Cheselden,[3] a renowned surgeon, and oculist to Her Majesty, Queen Caroline of England, first announced, in 1728, his success in making an artificial pupil by means of his knife-needle. He made his puncture back of the corneoscleral junction on the temporal side, passing the knife across the posterior chamber, and making a counter-puncture in the iris-membrane near the nasal margin. He then cut through the iris from behind forward as he withdrew the knife, the incision being carried through two-thirds of its extent. The pupillary opening thus made was a long oval slit, horizontally placed. He has reported two successful cases[4] (Figs. [1] and 2), occurring in patients who had previously undergone couching of the lens. His instrument, strange to say, was practically of the same general shape as the Hays knife-needle, but was larger, and judging from the description more clumsily constructed, as there was danger of leakage of the aqueous and sometimes of the vitreous when it was used. Its form resembled a combination of a bistoury and a sickle-shaped knife, having a sharp edge on one side, a rounded back, and an acute point. We possess two good illustrations of this knife-needle, one by Cheselden himself (Fig. [3]), and the other by his pupil, Sharpe[5] (Fig. [4]).
Fig. 1.—Original case of iridotomy. Iris incised above (Cheselden).
Fig. 2.—Second case of iridotomy. Iris incised below (Cheselden).
Fig. 3.—Original knife-needle in situ, behind the iris (Cheselden).
For more than a century the method of Cheselden seems to have been the storm center of controversy. Some doubted his veracity, others essayed his operation but failed, while a few had a moderate degree of success. Many attributed to him statements which do not appear in his published report. He says clearly that in each of his cases couching had previously been performed, and yet some have insisted that the lens was present, and must have been wounded. He also states that his incision was made from behind forward, and yet his followers, Sharpe[5] and Adams,[6] both describe the incision as being made from before backward. As Sharpe was his pupil, and presumably had seen him operate, Guthrie[7] suggests the possibility of his having made his incision both ways, the technic being practically the same.
Morand,[8] in his “Eulogy of Cheselden,” claims to have personally seen him operate “on an eye in which the iris was closed by an accident,” and gives a more detailed description which closely follows the original method. He states that Cheselden presented him with one of his knife-needles as a souvenir of the occasion. Although Morand does not record the exact date of his visit to London, he does state that it occurred during the year 1729. Huguier,[9] in his exhaustive thesis on artificial pupil, also places the date of this visit in the year 1729. This fact is important, as some writers have declared that Morand neither made the visit to London nor saw Cheselden operate, but only quoted the original account given in the Philosophical Transactions. The publication of Morand’s high encomiums in 1757 attracted renewed interest to the subject of Cheselden’s operation among men of scientific and medical attainments.
Sharpe,[5] in 1739, performed this operation in the same manner as Cheselden, except that after he had entered the knife-needle through the sclerotic he passed it through the iris and across the anterior chamber, and then incised the iris-membrane from before backward.
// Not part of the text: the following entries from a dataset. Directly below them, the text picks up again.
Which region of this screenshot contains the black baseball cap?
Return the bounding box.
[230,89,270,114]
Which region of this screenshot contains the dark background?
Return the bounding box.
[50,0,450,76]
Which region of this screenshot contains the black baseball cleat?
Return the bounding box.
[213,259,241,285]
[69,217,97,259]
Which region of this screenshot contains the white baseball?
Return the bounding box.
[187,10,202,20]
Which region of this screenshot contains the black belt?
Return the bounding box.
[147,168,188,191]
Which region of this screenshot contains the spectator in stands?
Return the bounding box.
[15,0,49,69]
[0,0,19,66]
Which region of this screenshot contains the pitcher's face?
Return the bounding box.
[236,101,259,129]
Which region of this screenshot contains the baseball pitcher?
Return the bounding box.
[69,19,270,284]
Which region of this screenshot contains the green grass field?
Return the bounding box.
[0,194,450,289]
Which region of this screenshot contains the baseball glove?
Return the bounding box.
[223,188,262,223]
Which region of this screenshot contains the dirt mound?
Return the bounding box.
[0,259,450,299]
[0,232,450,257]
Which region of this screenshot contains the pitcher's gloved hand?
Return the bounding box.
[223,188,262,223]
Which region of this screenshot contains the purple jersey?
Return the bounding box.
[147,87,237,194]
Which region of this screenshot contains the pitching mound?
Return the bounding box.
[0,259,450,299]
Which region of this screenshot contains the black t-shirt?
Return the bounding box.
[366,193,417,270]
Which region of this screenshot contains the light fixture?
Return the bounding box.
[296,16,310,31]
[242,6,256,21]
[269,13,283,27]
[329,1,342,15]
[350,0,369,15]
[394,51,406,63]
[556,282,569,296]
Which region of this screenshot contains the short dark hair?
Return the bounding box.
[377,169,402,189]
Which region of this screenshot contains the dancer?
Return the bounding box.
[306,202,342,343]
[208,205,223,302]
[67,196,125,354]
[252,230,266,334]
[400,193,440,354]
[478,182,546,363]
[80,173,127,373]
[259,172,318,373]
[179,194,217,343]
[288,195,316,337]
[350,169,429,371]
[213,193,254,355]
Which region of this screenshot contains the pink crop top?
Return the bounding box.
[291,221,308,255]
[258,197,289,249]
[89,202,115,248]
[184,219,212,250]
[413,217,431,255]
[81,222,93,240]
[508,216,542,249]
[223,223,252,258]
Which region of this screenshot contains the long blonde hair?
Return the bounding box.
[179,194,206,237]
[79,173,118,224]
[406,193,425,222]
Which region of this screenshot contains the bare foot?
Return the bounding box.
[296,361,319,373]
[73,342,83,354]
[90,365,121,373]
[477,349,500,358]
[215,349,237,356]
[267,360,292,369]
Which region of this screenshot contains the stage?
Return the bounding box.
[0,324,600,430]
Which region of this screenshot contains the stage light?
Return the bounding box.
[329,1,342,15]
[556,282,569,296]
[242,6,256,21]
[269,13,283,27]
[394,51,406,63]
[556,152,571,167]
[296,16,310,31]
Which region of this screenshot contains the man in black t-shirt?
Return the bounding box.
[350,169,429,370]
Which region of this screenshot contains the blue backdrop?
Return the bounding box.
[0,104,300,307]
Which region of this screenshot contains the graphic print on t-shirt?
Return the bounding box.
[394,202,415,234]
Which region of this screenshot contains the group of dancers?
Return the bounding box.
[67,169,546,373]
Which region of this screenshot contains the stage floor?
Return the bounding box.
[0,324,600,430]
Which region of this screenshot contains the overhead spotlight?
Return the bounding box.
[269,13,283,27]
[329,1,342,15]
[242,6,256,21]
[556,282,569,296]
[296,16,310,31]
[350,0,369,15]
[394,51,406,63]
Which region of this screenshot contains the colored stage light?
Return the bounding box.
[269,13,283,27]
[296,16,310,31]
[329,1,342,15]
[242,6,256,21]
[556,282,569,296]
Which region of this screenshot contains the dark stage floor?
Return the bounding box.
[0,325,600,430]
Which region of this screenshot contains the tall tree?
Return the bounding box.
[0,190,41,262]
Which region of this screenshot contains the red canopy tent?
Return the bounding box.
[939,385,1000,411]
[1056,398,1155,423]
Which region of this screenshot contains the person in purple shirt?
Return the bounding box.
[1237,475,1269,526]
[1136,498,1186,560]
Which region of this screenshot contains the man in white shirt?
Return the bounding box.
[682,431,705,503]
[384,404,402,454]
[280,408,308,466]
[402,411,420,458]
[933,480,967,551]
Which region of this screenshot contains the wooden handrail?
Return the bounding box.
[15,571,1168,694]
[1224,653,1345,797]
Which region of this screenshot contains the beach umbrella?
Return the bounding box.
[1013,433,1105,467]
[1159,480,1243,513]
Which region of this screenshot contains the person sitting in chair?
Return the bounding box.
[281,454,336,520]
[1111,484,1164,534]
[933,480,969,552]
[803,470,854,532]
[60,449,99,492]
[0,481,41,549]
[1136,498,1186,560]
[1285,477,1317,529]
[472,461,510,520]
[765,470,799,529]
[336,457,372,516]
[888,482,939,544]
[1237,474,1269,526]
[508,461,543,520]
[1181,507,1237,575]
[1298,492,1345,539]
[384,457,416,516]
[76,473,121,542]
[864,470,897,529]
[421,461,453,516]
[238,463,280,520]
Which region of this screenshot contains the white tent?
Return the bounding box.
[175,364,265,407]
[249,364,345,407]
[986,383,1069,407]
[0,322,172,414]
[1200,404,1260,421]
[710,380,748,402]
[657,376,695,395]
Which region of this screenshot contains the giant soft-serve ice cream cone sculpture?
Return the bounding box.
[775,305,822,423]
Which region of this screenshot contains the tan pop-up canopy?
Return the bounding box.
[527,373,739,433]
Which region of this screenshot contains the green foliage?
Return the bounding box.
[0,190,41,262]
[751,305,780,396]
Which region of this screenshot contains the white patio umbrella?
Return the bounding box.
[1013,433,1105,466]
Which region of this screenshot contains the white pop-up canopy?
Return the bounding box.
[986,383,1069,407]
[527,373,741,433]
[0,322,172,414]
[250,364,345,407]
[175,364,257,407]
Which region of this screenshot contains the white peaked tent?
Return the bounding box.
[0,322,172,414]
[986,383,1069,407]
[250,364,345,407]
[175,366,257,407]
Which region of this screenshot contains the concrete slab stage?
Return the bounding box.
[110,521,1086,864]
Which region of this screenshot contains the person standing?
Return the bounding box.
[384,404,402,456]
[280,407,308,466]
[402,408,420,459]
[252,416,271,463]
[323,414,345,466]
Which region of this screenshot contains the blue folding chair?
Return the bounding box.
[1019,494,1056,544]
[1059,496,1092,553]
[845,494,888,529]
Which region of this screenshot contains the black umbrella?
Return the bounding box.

Although he was Cheselden’s pupil, and dedicated his small volume on surgery to him, he probably did his master more harm than good, as all the objections to Cheselden’s method seemed to be based on the deprecatory remarks of Sharpe. He says, “I once performed it with tolerable success, and a few months after, the very orifice I had made contracted and brought on blindness again.” He mentions the danger of wounding the lens, the lack of success in paralytic iris with affection of the retina, the danger of iridodialysis from traction of the knife, and the possibility of failure because the incision would not enlarge sufficiently. Thirty years later (1769) he published the ninth edition of his book without recording a single additional case, but added the thought that, since extraction of the crystalline lens showed the cornea was not so vulnerable as had been believed, he would “imagine” that a larger knife might be introduced perpendicularly through the cornea and iris and a similar incision made. In his first eight editions he pictures Cheselden’s iris-knife (Fig. [4], vide p. 25), but in his ninth edition he substitutes a broad lance-knife with two edges which closely resembled the one Wenzel (vide Fig. [17]) had just introduced (1767), and which Sharpe suggests “can also be used for the extraction of the cataract.” He evidently did not have a very clear idea of the subject, and only succeeded in casting doubt and discredit on the method of Cheselden, which, judging by his own statement, he had tried but once.